The name Maelor is an old Welsh word: it can be translated as "land of the prince", from mael "prince" and llawr "low ground", "region". Malaur Saisnec appears in a document as early as 1202: Saesneg ("English") is believed to relate specifically to the area's religious administration, as it was historically part of the ancient Diocese of Lichfield and Chester.

==History==

At the time of the Roman invasion, the area was part of the region occupied by the Cornovii, one of the Celtic tribes of ancient Britain, on the border with the Deceangli tribe across the River Dee to the west. Following Roman Britain, and the emergence of various petty kingdoms, the region was ruled within the Kingdom of Powys until falling to the Kingdom of Mercia by the late 8th century under Aethelbald.

At the time of the Domesday Book (1086), it was part of the Earldom of Chester listed as part of the Cheshire Hundred of Duddestan; Bettisfield was the largest settlement, with 28 households.

The English Maelor is first recorded as a separate lordship from the Maelor in 1202. It was inherited by Gruffydd Maelor II in 1236 when his father, Madog ap Gruffydd Maelor, died and his kingdom was divided between his five sons. Gruffydd married Emma Audley of Shropshire, who was subsequently dispossessed of the lands by Llywelyn the Great on the death of Gruffudd in 1269.

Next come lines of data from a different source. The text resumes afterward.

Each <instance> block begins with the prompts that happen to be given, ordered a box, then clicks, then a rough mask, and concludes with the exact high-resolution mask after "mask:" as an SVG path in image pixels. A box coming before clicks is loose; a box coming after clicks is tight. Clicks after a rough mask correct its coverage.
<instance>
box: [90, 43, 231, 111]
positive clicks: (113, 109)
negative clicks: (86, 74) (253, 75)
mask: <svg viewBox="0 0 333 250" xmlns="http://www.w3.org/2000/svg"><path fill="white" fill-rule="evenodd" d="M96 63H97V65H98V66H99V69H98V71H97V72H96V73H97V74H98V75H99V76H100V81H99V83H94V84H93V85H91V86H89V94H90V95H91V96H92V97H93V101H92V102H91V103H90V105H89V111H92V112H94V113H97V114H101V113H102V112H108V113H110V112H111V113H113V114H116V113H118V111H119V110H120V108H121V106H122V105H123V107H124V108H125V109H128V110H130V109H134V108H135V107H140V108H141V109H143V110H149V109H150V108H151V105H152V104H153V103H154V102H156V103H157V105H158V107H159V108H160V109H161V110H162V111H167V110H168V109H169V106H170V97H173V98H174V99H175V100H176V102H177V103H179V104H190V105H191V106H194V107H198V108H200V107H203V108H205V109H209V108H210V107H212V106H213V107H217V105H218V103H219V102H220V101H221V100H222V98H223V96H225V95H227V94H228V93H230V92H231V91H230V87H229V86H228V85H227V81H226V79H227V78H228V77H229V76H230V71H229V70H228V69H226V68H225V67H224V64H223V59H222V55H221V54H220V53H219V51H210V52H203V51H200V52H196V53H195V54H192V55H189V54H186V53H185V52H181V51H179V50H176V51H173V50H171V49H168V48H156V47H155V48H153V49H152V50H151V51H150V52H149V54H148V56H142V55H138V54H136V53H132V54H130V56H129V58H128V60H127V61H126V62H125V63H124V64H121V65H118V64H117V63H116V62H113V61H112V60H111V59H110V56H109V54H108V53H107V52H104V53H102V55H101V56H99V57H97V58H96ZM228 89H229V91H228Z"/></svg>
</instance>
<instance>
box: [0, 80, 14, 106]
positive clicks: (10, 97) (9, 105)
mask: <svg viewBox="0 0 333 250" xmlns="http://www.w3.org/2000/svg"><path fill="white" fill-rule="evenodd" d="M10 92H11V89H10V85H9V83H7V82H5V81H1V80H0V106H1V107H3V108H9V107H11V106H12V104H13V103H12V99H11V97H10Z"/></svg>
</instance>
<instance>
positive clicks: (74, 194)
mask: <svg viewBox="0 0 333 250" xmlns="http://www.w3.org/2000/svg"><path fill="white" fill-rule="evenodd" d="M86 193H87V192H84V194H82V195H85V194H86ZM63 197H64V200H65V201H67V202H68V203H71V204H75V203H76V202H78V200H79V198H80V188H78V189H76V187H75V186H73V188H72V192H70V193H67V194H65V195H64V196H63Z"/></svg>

Llywelyn ap Gruffudd surrendered the English Maelor to Edward I in 1282 following military campaign. Edward awarded it to Queen Eleanor. In 1309, under Edward II, it was granted to Queen Isabella. In 1397, under Richard II of England, it merged with the County Palatine of Chester to form "the Principality of Chester". In 1398, it was restored to an earldom by Henry IV.

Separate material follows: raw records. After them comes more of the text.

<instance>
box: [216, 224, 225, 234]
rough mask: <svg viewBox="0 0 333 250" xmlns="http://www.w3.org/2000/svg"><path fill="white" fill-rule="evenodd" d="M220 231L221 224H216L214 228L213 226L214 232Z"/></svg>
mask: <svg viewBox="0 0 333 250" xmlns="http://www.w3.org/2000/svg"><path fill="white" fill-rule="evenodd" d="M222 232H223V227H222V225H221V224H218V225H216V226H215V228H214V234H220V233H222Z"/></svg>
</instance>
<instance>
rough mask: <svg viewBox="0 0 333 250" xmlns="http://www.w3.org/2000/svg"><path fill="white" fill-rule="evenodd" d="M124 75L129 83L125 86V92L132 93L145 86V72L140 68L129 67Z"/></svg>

In 1536, under the rule of Henry VIII, the area became an exclave of the county of Flintshire, surrounded by Cheshire, Shropshire and Denbighshire, as the Hundred of Maelor, later often called "Flintshire Detached". The Welsh Maelor, or Maelor Gymraeg, was included in Denbighshire. The English Maelor's market town and administrative centre was Overton: its constituent parts were the parishes of Bangor on Dee and Worthenbury, the three townships of Overton Villa, Overton Foreign and Knolton in the parish of Overton, Penley township from the Shropshire parish of Ellesmere, Iscoyd township in the Shropshire parish of Malpas, and Wallington, Halghton, Tybroughton, Bronington, Hanmer and Bettisfield townships in the parish of Hanmer.

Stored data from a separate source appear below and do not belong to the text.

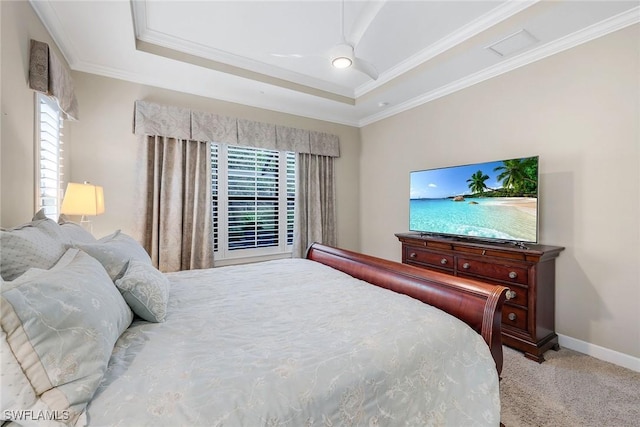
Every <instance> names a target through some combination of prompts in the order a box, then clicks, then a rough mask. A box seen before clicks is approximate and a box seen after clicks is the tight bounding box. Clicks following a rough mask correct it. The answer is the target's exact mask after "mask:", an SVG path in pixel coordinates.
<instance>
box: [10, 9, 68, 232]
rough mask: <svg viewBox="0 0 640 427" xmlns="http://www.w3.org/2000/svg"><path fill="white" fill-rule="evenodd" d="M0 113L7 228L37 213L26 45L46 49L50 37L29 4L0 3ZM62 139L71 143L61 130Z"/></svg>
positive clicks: (28, 61)
mask: <svg viewBox="0 0 640 427" xmlns="http://www.w3.org/2000/svg"><path fill="white" fill-rule="evenodd" d="M0 10H2V43H1V44H0V49H1V51H2V52H1V53H0V54H1V56H2V73H1V77H0V79H1V86H2V89H1V93H2V101H1V104H2V113H1V114H0V120H1V125H2V126H1V127H2V131H1V137H2V140H1V144H0V153H1V154H0V162H1V163H0V181H1V182H0V225H1V226H3V227H11V226H14V225H18V224H21V223H23V222H25V221H26V220H30V219H31V217H32V216H33V213H34V211H35V209H36V203H35V202H36V192H35V191H36V190H35V176H36V175H35V158H34V148H35V136H34V114H35V107H34V100H35V98H34V92H33V90H31V89H29V86H28V76H29V42H30V40H31V39H36V40H40V41H43V42H45V43H48V44H49V46H50V47H51V48H52V49H53V50H54V52H55V53H56V54H57V55H58V58H60V59H61V60H64V57H63V56H62V55H61V54H60V52H59V51H58V49H57V47H56V45H55V43H54V42H53V40H52V39H51V36H50V35H49V33H48V32H47V30H46V29H45V28H44V26H43V25H42V23H41V22H40V20H39V19H38V17H37V16H36V14H35V13H34V11H33V9H32V8H31V6H30V5H29V3H28V2H26V1H24V2H17V1H1V2H0ZM65 135H66V136H65V137H66V139H67V140H68V139H69V138H70V137H71V134H70V132H69V131H67V130H65Z"/></svg>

In 1887, a Boundary Commission was appointed to review these nationally. At an inquiry at Overton, it was found that most of the population favoured becoming part of Shropshire, and this was later supported by a resolution of the Flintshire justices of the peace. However, when local government legislation was introduced, no change was made.

Under the Local Government Act 1894 the area became Overton Rural District. The administrative county of Flintshire was abolished in 1974 under the Local Government Act 1972, and the area became part of Clwyd. Since Clwyd was itself abolished in 1996 under the Local Government (Wales) Act 1994, the area has been administered as part of Wrexham County Borough.